Having looked over the code base my impression is that much of the output details appear
to be hardcoded into the code base which is somewhat frustrating to me. I can see that
there is a GLGraph defined with associated output format but enabling this over the
SimpleGraph format appears to entail commenting and uncommenting various lines of source
code. And as for actually implementing a completely custom format I find myself at
something of a loss to understand the design decisions involved or what exactly I am
supposed to implement to achieve this.
For example the GraphOutput interface has a write() method which takes both a Graph and an
EdgeFormatter, yet looking at the implementations provided they appear to be tied to
specific implementations of the Graph interface. So I don't really understand why
GraphOutput and EdgeFormatter are two separate interfaces in the first place? A single
GraphOutput interface would seem more logical. Also the choice to make the Graph
interface very generic seems to require that every GraphOutput implementation will be tied
to a specific implementation of Graph since there's just not enough information to
write a generic implementation of a GraphOutput.

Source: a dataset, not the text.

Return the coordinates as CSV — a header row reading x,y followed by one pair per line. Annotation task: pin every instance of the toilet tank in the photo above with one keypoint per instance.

From my examination of the code it looks like if I wanted to implement
a custom output format I need to create my own implementations of Graph, GraphOutput and
EdgeFormatter and modify the code of various map reduce jobs to use my implementations
rather than the built in SimpleGraph based ones. Is this a correct assessment of this?
Also has there been any thought given or work done on modifying the code so the desired
output format can be changed on a per run basis (e.g. via a JobConf setting) rather than
requiring a recompile as it currently necessary?